Аугуст подал ему и эту бумагу. Капитан начал читать, и глаза его стали округляться:
— Эт-то что еще такое? Ты два месяца назад должен был в Чарске отметиться. Где отметка? Скрывался, гад? В Поволжье ездил?
— Я в колхозе «Степной» работаю…
— Что? В каком еще колхозе? Тебе что — закон не писан? Советские законы не для тебя пишутся? Всем на учет надо становиться, а тебе — не надо? Над нашим советским законом издеваться вздумал? Мало того, что товарищ Сталин вас на плодородные земли переселил, работу вам дал, пособия дал, законами оградил от всенародного гнева, так вы еще над ним же и издеваться вздумали? Да ты знаешь хоть, что я с тобой за это теперь сделаю? Ты понимаешь хоть — чего ты натворил? Ты дезертировал! Ты не явился по месту назначения! Ты где был все это время? Где шпионил?
— Я мать искал! — белыми губами прошелестел Аугуст, выжимая из себя последний голос. Так страшно, как в этот миг, ему даже в лагерях никогда не было. «Все, — подумал он, — двадцать лет. Мать даже не узнает куда я девался, почему не приехал за ней…».
— Пожалуйста… — сказал он, и голос отказал ему окончательно.

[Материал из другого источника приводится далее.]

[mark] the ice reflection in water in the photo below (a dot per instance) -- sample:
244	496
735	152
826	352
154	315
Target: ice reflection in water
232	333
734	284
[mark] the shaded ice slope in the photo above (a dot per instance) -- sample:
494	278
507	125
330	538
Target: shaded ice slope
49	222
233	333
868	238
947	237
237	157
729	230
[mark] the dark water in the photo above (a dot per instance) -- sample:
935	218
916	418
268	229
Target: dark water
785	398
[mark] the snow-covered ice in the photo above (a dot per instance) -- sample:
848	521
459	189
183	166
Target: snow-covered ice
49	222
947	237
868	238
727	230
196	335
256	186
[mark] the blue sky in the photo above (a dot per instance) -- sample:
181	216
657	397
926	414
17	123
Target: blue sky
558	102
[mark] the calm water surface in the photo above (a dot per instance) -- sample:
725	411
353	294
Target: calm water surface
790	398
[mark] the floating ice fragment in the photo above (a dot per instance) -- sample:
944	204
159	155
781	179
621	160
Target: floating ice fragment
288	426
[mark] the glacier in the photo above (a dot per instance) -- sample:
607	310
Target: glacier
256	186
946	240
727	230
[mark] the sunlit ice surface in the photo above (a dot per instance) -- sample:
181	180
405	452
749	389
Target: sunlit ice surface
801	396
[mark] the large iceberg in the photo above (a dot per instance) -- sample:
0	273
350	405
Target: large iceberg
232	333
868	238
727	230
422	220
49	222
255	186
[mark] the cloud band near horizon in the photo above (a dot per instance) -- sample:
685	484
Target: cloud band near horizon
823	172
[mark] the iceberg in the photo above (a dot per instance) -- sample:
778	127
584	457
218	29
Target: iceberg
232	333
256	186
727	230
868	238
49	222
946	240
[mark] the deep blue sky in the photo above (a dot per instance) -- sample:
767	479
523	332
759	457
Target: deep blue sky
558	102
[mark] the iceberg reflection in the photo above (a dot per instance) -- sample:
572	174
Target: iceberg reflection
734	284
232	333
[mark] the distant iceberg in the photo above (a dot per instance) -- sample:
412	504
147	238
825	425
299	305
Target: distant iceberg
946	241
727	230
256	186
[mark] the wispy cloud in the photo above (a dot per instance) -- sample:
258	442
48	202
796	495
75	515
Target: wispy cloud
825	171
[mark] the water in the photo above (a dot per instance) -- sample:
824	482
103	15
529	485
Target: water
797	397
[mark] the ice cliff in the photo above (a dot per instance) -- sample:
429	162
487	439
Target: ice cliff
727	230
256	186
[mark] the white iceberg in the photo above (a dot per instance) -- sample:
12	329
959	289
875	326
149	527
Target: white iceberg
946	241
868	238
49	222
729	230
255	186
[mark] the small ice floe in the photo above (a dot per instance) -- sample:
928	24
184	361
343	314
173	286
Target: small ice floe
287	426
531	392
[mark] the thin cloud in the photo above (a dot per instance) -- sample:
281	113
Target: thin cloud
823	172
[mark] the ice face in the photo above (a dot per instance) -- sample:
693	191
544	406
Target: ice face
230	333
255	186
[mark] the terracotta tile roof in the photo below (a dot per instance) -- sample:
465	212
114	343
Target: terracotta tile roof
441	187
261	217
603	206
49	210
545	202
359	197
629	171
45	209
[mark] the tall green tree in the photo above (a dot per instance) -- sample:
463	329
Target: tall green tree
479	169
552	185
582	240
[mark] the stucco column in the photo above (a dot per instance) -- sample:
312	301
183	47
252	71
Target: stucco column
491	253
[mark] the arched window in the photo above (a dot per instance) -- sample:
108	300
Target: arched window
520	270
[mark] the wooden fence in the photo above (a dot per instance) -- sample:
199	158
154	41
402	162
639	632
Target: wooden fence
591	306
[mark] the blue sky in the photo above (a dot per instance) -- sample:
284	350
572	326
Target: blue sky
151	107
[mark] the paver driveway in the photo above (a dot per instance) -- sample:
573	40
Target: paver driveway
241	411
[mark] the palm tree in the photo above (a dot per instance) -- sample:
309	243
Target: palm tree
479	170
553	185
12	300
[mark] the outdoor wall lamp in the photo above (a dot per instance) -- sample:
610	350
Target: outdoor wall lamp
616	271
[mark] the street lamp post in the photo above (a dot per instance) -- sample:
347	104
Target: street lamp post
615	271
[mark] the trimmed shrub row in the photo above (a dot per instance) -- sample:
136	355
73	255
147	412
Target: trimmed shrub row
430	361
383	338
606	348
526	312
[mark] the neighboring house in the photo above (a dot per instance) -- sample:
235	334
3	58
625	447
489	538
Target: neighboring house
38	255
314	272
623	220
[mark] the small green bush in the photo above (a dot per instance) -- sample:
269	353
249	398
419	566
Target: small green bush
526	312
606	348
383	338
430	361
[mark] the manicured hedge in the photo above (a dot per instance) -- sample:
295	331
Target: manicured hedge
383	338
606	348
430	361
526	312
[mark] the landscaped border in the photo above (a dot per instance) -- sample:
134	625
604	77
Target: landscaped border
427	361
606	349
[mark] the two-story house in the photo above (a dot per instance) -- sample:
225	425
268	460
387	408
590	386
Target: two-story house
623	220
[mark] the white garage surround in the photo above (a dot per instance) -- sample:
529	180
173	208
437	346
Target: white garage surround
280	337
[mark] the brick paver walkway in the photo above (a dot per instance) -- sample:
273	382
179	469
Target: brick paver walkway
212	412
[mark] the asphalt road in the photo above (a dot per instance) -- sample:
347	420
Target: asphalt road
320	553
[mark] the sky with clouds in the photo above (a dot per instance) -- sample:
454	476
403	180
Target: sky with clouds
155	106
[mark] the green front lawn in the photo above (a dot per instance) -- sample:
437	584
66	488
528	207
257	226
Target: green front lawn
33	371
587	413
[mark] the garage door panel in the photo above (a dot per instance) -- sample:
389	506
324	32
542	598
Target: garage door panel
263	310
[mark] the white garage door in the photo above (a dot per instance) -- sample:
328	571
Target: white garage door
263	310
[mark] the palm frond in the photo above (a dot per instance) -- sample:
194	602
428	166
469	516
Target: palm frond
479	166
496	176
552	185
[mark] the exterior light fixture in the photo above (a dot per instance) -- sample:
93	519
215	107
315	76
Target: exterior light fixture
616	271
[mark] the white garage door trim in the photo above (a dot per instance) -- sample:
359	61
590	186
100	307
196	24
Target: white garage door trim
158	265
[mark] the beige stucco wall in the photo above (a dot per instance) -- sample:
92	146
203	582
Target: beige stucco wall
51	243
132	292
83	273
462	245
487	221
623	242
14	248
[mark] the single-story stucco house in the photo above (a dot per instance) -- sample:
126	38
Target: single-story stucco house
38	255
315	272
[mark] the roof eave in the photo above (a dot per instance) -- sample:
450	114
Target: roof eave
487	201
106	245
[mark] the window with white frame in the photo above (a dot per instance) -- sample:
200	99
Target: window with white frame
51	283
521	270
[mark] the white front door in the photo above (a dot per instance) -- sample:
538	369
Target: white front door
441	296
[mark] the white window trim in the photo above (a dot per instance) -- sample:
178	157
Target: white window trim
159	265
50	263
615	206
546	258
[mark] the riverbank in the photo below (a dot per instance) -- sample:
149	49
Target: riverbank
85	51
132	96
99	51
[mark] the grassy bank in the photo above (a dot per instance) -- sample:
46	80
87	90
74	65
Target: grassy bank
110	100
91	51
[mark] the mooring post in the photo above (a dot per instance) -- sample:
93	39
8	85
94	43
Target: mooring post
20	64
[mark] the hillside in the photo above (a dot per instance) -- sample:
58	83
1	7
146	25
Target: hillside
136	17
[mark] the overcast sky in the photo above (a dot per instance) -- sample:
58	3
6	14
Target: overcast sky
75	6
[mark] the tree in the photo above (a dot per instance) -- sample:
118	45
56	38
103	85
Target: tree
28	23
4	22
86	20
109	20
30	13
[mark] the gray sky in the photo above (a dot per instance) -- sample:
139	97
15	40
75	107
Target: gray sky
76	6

— Э-э, нет! — вскочил с места капитан, — для «пожалуйста» уже поздно. На тебе бумагу: садись пиши где был, с кем встречался, что кому передавал. Все пиши! Чем больше сам сообщишь, тем лучше тебе же будет. Вон туда садись, за тот стол: не ко мне же сюда, на чистое! Преступник!
Горло вдруг отпустило. Аугуст поднял голову и сказал:
— Я не преступник! Я мать искал! Нашел ее в Копейске, и приехал сюда работать. К председателю Рукавишникову в колхоз. Я не скрывался. Вот же я — пришел же!
Капитан опешил от такой наглости, однако немного и притих:
— А ты еще и борзый, оказывается! Я ему, находясь при исполнении, говорю: «ты преступник», а он мне нагло в лицо отвечает: «нет, не преступник». Конечно, ты преступник, негодяй, потому что ты преступил закон и не явился в недельный срок на регистрацию. И меня это даже не удивляет ни черта: враг народа — он враг народа и есть.